Als Vorbild ist uns der heilige Bruder Klaus gegeben, unser Gründer Pater Josef Kentenich, Pater Franz Reinisch, Mario Hiriart, Josef Engling und viele andere. Vor allem sind es am Wallfahrtsort Maria Lindenberg die Gottesmutter und der Heilige Josef. „Wachet und betet!“, das ist unsere Aufgabe bei der Anbetungswoche auf dem Lindenberg. Das schließt ein: wir beten für unsere Familien und Gemeinschaften; für unsere Dörfer und Städte; für die Diözesen; für die Kirche als Ganzes; wir beten um den Frieden! Der Wallfahrtsort Maria Lindenberg befindet sich in der Nähe von St. Peter, d. h. in der Nähe des Priesterseminars der Erzdiözese Freiburg. So werden wir immer daran erinnert, um „Geistliche Berufe“ zu beten, vor allem auch für die Berufenen (im Seminar und im Dienst an den Menschen). Es fehlt nicht an Themen und Anregungen für das Gebet. So wichtig und notwendig dieses Gebet, dieses Bittgebet auch ist, ebenso wichtig ist der „Dank an Gott“ und Dank an viele Menschen. Vor 10 Jahren beim 40 jährigen Jubiläum der Gebetswache auf dem Lindenberg sagte Erzbischof Oskar Saier beim Jubelgottesdienst: „Wir wollen Gott danken, dass der Heilige Geist den Gründern der Gebetswache diese Idee eingab; und dass der Geist Gottes immer wieder Männer erweckt hat, die vom gleichen Geist des Gebetes und der Hingabe ergriffen wurden.“
Seit 1972 werden die Männer von Franziskanerpatres begleitet. Mitgetragen wird die Anbetung vom Rektor des Wallfahrtsortes Maria Lindenberg, Dr. Bernhard Kraus, ebenso auch von den Gengenbacher Franziskanerinnen, die das Haus Lindenberg führen und so für ein gutes „Miteinander“ sorgen und die notwendigen Voraussetzungen schaffen.

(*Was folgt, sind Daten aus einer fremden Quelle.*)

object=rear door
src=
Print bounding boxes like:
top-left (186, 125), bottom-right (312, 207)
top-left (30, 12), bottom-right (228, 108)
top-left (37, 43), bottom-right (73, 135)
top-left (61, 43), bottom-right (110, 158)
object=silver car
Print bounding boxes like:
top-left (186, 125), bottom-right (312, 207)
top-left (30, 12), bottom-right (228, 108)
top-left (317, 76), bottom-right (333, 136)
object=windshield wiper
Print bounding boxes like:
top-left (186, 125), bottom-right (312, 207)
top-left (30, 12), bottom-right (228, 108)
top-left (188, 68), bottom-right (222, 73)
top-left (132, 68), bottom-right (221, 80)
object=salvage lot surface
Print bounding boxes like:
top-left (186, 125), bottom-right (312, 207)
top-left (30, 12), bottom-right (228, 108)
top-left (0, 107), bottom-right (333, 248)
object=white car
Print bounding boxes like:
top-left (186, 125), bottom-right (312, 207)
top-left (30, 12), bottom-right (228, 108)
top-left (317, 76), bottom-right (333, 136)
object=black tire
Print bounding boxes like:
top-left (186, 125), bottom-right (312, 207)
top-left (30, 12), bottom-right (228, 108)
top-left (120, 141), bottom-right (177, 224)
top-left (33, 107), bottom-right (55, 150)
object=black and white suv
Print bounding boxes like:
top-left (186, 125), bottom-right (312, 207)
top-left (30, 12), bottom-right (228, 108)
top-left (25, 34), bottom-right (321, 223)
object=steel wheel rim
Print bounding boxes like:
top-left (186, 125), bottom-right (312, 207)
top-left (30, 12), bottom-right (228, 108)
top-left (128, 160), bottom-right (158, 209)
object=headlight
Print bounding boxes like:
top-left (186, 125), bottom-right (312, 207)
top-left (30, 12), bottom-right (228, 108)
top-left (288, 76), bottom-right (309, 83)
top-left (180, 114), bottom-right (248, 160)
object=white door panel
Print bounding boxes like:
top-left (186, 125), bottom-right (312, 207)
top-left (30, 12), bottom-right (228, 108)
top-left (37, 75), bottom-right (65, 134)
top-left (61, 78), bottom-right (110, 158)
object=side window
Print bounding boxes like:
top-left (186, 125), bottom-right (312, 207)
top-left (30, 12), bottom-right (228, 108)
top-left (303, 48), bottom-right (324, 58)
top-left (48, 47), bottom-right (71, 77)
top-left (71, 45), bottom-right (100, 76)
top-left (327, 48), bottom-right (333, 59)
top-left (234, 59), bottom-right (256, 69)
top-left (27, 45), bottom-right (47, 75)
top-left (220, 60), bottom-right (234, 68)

Diese Anbetung der Männer am
Wallfahrtsort der Gottesmutter auf dem Lindenberg gibt es nur in der Erzdiözese
Freiburg. Ich frage Euch: „Könnte das Taborheiligtum auf dem Marienberg mit dem
Wächterhaus ein Gnadenort der Anbetung werden?“
Diese Anbetung kann nicht auf Kommando von heute auf morgen aus dem Boden
gestampft werden. Dieses Pflänzchen der Anbetung könnte mit den Männern aus
allen anderen Diözesen Deutschlands auf dem Marienberg gesetzt werden. Alles
fängt „klein“ an, aber einige Wochen sollten möglich sein. Könnten sich alle
Verantwortlichen der Schönstatt-Männer-Gruppen für einen Beginn der Anbetung im
Taborheiligtum auf dem Marienberg begeistern? Das Jahr der Eucharistie mit dem
Anliegen der Anbetung vor dem Allerheiligsten ist für einen Beginn geeignet.